The FINANCIAL — ICC’s Advisory Group on Trade Finance has called on G20 leaders to leverage trade finance to safeguard SMEs and power global recovery.
The co-chairs of a high-level advisory group to the International Chamber of Commerce (ICC) have issued an urgent call to G20 leaders to take action to avert the risk of widespread insolvencies amongst small- and medium-sized enterprises (SMEs) globally, due to the Covid-19 pandemic.
In an open letter, Victor K. Fung (Chairman, Fung Group) and Marcus Wallenberg (Chair, SEB) have urged G20 leaders to make coordinated interventions to increase the availability of trade-related finance – given that this is a proven low-risk means of providing fresh stimulus to increasingly stretched SMEs.
Trade finance underpins somewhere between 80 – 90% of global trade and acts as a vital source of working capital for many SMEs. Recent signals suggest that supply of trade credit to SMEs and emerging markets is at significant risk in response to growing corporate, sovereign and currency risks.
In their capacities as the co-chairs of the ICC Advisory Group on Trade Finance, Mr Fung and Mr Wallenberg appeal to world leaders to act before it is too late.
Mr Fung said: “There is a clear business case to keep the supply of trade finance flowing across supply chains globally and especially for small- and medium-sized enterprises and the millions of jobs that they support. The real economy –whether we speak of manufacturing and production, or retail and services — relies on this form of working capital, and it needs your support now.”
Marcus Wallenberg added: “Based on our experience leading multinational firms through previous economic shocks, we strongly believe that coordinated action to increase the availability and accessibility of trade-related finance could help avert a widespread SME solvency crisis in the coming months—while laying the foundations for a faster recovery from the COVID-19 pandemic.”

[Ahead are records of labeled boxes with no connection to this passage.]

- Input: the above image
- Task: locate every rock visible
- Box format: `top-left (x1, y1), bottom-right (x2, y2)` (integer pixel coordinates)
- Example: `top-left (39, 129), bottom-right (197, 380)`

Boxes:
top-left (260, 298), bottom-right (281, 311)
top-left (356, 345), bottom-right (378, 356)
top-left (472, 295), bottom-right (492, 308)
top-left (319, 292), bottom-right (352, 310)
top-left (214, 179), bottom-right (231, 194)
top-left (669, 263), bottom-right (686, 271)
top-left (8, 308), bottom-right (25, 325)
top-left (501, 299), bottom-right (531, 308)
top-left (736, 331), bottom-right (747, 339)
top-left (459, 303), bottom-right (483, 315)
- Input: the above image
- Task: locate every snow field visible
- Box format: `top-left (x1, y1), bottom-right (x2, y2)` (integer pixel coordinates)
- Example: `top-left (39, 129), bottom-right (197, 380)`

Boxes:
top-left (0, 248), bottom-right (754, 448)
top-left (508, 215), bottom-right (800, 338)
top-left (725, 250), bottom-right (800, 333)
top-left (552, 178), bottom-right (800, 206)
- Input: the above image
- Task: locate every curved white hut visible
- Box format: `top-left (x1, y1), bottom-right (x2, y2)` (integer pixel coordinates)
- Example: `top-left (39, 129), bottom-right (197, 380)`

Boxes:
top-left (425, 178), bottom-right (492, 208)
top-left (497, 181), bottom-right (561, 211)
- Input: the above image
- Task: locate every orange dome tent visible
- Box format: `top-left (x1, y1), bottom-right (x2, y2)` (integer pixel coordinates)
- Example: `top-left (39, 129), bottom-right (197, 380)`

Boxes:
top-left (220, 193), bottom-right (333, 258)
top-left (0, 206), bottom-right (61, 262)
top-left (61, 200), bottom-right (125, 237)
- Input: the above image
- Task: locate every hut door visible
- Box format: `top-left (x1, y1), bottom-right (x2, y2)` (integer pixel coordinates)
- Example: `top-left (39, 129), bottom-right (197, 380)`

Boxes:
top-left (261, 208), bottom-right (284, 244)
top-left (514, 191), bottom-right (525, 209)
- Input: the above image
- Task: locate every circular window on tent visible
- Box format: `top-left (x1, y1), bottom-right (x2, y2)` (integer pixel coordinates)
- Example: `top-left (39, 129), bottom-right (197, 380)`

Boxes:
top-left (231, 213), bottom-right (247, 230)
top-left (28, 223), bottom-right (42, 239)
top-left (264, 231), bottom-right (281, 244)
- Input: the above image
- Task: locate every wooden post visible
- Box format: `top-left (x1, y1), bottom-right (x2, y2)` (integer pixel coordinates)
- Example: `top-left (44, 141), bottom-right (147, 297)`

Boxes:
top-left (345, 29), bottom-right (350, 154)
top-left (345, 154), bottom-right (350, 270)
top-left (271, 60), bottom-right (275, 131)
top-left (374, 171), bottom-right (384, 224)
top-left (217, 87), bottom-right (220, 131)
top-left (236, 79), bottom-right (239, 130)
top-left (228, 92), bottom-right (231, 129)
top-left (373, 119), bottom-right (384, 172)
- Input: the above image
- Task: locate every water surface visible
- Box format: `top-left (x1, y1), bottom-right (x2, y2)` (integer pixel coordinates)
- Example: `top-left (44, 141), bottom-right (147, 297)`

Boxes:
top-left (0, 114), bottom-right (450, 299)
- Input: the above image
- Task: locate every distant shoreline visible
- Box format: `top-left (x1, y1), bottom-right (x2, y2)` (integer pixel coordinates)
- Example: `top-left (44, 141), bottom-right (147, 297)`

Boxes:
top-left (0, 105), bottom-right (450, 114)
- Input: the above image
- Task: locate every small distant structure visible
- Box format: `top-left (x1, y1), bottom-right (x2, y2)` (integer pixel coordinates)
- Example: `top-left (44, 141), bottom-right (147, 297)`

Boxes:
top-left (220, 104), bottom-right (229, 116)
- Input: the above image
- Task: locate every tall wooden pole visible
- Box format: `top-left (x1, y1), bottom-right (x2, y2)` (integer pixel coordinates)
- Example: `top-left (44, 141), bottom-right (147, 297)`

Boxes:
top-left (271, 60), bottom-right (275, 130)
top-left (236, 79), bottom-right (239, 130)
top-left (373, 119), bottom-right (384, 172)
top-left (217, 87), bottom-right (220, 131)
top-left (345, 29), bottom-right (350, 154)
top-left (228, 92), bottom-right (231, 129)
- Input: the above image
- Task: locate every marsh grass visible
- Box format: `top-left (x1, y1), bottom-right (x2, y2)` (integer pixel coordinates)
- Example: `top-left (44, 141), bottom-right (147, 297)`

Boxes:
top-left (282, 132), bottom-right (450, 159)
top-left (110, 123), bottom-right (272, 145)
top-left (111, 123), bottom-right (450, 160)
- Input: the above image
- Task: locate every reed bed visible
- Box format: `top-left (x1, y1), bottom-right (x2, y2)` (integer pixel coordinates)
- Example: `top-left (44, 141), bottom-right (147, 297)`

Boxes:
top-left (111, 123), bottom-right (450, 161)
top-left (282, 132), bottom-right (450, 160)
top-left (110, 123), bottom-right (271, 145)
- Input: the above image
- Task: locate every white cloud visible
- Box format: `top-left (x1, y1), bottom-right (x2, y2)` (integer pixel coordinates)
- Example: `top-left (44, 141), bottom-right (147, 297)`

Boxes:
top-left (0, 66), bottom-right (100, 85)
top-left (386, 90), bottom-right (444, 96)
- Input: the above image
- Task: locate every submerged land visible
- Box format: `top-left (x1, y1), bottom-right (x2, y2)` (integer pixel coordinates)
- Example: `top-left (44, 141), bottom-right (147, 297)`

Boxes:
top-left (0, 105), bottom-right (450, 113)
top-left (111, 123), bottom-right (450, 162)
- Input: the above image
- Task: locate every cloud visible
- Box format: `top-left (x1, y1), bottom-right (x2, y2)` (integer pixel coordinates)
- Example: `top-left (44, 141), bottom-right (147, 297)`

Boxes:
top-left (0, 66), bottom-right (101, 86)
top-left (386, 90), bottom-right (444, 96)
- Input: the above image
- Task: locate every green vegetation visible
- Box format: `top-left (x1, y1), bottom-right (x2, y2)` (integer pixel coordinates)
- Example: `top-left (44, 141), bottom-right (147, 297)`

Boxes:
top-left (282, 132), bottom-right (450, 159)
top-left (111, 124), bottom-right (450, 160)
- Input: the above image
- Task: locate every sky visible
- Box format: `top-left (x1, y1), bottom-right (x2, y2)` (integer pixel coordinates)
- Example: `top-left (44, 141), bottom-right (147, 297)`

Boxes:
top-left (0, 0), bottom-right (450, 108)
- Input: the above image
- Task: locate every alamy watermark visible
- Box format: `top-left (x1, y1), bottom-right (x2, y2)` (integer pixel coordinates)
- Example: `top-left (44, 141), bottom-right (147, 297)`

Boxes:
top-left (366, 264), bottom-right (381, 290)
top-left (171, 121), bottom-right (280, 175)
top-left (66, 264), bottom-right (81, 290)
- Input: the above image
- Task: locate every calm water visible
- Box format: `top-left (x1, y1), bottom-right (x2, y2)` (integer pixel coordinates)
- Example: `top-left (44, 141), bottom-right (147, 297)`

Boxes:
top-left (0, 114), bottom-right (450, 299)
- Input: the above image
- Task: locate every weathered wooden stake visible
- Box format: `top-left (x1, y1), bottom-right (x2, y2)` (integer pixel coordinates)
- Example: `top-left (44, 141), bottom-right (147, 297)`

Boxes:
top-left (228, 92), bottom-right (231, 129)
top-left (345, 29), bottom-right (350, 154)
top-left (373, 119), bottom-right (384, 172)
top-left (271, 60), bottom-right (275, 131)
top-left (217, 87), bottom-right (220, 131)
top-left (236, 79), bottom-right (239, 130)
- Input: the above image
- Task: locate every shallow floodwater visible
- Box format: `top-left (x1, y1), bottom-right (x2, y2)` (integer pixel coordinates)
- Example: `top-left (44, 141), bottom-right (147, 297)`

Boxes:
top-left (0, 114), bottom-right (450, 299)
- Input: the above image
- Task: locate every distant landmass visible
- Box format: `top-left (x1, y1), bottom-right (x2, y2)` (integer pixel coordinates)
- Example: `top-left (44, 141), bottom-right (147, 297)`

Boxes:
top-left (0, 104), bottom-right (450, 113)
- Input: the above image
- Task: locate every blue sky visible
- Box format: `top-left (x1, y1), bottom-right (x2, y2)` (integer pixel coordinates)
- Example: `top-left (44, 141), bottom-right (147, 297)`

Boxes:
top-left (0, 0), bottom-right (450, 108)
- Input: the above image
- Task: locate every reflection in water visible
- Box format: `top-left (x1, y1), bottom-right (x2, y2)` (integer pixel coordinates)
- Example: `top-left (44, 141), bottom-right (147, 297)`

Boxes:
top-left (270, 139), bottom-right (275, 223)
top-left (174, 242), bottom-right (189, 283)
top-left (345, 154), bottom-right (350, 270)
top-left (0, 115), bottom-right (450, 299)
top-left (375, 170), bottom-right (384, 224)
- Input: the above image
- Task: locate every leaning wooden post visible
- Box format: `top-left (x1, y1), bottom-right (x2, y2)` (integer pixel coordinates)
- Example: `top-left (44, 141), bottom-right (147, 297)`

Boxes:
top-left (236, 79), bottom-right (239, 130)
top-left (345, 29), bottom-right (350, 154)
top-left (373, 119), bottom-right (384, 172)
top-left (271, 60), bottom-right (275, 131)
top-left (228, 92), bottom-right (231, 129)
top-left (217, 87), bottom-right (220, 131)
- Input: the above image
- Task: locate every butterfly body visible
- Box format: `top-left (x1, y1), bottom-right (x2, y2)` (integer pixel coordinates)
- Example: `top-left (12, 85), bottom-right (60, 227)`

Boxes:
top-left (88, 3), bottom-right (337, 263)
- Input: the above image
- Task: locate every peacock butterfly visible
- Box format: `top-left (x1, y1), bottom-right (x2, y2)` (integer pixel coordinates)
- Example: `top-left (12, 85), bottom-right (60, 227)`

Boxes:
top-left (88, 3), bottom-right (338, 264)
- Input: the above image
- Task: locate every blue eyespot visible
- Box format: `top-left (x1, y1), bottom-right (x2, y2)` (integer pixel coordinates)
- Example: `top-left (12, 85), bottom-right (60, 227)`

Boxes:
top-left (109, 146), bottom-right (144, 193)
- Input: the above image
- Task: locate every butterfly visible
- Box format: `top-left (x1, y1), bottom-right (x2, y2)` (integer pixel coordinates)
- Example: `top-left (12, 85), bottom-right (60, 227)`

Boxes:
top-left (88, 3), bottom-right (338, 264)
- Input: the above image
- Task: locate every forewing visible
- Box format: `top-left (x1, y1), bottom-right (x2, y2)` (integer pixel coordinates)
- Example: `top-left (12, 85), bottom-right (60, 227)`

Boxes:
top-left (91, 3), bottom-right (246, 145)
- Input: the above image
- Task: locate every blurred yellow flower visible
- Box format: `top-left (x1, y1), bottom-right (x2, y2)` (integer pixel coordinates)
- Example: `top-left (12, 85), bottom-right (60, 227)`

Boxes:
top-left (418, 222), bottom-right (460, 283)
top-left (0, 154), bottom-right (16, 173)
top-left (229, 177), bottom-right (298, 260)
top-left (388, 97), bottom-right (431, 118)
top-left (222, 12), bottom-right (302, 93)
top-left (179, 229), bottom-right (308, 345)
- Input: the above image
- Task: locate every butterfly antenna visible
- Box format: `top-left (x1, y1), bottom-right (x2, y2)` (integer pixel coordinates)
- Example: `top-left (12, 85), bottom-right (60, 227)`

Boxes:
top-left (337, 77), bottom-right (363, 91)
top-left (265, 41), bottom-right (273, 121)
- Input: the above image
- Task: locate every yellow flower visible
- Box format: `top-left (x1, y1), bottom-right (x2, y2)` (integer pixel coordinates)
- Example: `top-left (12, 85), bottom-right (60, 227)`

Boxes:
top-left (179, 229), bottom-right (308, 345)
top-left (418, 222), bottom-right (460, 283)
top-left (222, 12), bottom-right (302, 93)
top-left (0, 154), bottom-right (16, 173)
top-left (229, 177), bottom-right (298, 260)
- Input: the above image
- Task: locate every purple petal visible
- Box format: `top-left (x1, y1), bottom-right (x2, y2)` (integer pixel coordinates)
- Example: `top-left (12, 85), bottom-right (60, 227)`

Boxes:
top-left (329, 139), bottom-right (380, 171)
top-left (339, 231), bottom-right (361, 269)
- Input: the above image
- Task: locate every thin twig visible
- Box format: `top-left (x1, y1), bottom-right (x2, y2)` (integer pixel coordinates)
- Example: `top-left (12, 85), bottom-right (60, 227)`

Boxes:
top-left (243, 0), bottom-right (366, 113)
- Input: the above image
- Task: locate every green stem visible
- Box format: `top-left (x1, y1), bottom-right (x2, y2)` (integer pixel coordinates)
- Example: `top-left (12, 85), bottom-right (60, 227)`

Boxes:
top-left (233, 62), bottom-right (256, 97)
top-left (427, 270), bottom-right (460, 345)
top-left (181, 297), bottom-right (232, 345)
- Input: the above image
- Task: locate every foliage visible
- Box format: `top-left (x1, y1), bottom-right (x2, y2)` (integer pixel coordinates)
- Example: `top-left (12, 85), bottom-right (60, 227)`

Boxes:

The call from the two prominent business leaders in advance of the G20 Leaders’ Summit later this month emphasises that trade-related finance is an ideal vehicle through which to deploy fresh stimulus to the real economy – offering an opportunity for governments to target available support to the immediate liquidity needs of SMEs. The low-risk profile of trade financing should also assuage growing government concerns about possibly adding more public debt.
ICC has further outlined additional measures that could be implemented by G20 governments to prime the supply of trade financing globally –including a scaling of publicly backed credit guarantee schemes, regulatory interventions and export credit insurance to incentivize the provision of trade credit by commercial banks.
ICC Secretary General John W.H. Denton AO said:
“Continued uncertainty in the global economy could create a perfect storm for widespread retrenchment in the trade credit market in the coming months. With many small businesses operating on dwindling reserves in the wake of the pandemic, this presents an acute risk of accelerating already worrying rates of business failures.
“Major interventions to prime the supply of trade finance should be viewed by G20 governments as not only means of mitigating downside risks to the economy, but as low- or no-cost means to fuel a rapid and resilient recovery from the crisis. It’s vital that the leaders of the world’s leading economies seize the narrow window of opportunity to save our SMEs.”
The ICC Advisory on Trade Finance provides strategic insights to shape global discussions on the trade financing ecosystem in the context of Covid-19.
In addition to the two co-chairs, members of the group include: Anabel Gonzalez, Former Minister of Trade of Costa Rica and Senior Fellow at the Peterson Institute for International Economics; Amy Jadesimi, Chief Executive Officer of Lagos Deep Offshore Logistics Base (LADOL); Flora Mutahi, Chief Executive Officer of Melvin Marsh; Takeshi Niinami, President and Chief Executive Officer of Suntory Holdings; Samuel Palmisano, Chairman of the Center for Global Enterprise; and Mark Tucker, Group Chairman of HSBC Holdings; Jeremy Weir, CEO, Trafigura; and Zhu Min, Chairman of the National Institute of Financial Research at Tsinghua University.